John F. Kennedy said it best. "Freedom has many difficulties and democracy is not perfect," he acknowledged in his 1963 address in Berlin. "But we have never had to put a wall up to keep our people in."
It was an electrifying speech, but ultimately a hollow one. Kennedy, overly afraid of triggering a war with the Soviet Union, had refused to act when the East Germans first began to wall off the western sectors of Berlin on Aug. 13, 1961. (His response was to send Vice President Lyndon Johnson on a morale-boosting visit to West Berlin.) He had no intention of going beyond rhetoric in 1963, either.
Twenty-four years later, a different president delivered an equally electrifying speech at the Berlin Wall. But this was a president who matched words with action.
"As long as this gate is closed, as long as this scar of a wall is permitted to stand, it is not the German question alone that remains open, but the question of freedom for all mankind," declared Ronald Reagan on June 12, 1987. "General Secretary Gorbachev, if you seek peace . . . come here to this gate!

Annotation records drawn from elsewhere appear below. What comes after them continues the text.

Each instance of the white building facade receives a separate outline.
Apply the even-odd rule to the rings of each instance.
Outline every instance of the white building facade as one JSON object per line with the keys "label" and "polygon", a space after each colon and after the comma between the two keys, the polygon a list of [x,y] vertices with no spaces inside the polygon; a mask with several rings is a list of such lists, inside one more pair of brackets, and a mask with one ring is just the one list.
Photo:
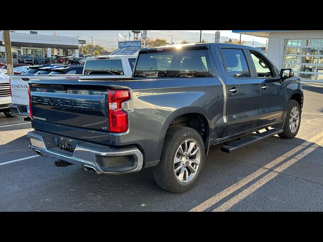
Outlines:
{"label": "white building facade", "polygon": [[268,38],[267,56],[276,67],[293,68],[303,81],[323,82],[323,31],[232,32]]}

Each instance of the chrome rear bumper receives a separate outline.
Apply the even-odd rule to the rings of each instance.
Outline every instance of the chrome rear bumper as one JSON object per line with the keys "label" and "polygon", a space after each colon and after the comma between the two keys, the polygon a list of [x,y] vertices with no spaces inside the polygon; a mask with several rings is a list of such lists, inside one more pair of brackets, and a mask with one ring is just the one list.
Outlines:
{"label": "chrome rear bumper", "polygon": [[[142,154],[135,146],[112,148],[39,131],[31,131],[30,148],[43,156],[50,156],[72,164],[92,168],[97,173],[121,174],[142,168]],[[61,140],[75,146],[73,152],[58,148]]]}

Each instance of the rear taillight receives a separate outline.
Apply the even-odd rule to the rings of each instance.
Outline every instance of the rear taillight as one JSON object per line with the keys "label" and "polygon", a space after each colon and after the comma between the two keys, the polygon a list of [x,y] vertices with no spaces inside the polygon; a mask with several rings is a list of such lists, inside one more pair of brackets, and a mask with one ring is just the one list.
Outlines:
{"label": "rear taillight", "polygon": [[108,90],[109,131],[111,133],[123,133],[128,130],[128,113],[122,110],[121,104],[130,99],[128,90]]}
{"label": "rear taillight", "polygon": [[28,100],[29,100],[29,114],[30,115],[30,118],[32,118],[32,112],[31,111],[31,97],[30,97],[30,89],[29,86],[27,88],[28,92]]}
{"label": "rear taillight", "polygon": [[12,93],[11,93],[11,80],[9,78],[9,89],[10,90],[10,96],[12,97]]}

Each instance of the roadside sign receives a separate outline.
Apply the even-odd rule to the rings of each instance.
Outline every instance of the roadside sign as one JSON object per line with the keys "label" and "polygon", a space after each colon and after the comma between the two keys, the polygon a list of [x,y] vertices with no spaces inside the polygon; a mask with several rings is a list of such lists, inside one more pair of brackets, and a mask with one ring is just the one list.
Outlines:
{"label": "roadside sign", "polygon": [[216,43],[220,42],[220,31],[216,32],[214,42]]}
{"label": "roadside sign", "polygon": [[143,30],[141,33],[141,37],[142,39],[145,40],[147,38],[147,30]]}
{"label": "roadside sign", "polygon": [[120,41],[119,44],[119,48],[141,48],[141,40],[134,40],[130,41]]}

Mr. Gorbachev, open this gate! Mr. Gorbachev, tear down this wall!"
He wasn't waiting for Gorbachev to accept the invitation. Reagan had come to office believing that the Cold War could be won by applying economic, military, and political pressure to the Soviet Union. In a landmark document — National Security Decision Directive 75 — he had laid out the strategy by which the Soviet rulers would be forced to their knees.
On every front, he bore down. From rebuilding the US military to arming freedom fighters in Afghanistan and Central America, from funding Poland's Solidarity movement to harshly denouncing the crimes of communism, Reagan fought the Cold War to win. By the time he stood before Berlin's Brandenburg Gate in 1987, the Kremlin was under terrible strain and badly demoralized. When the endgame began in Eastern Europe two years later, Mikhail Gorbachev didn't dare send in the tanks. The Evil Empire was finished.
"As I looked out a moment ago," Reagan remarked on that day in Berlin, "I noticed words crudely spray-painted upon the wall, perhaps by a young Berliner: 'This wall will fall. Beliefs become reality.' Yes, across Europe, this wall will fall. For it cannot withstand faith; it cannot withstand truth.
"The wall cannot withstand freedom."
For a time it was the planet's most visible, most nauseating, emblem of tyranny. Today its shards are sold for souvenirs. The Berlin Wall was massive enough to stop a tank. But, as Reagan foretold, it could not withstand freedom.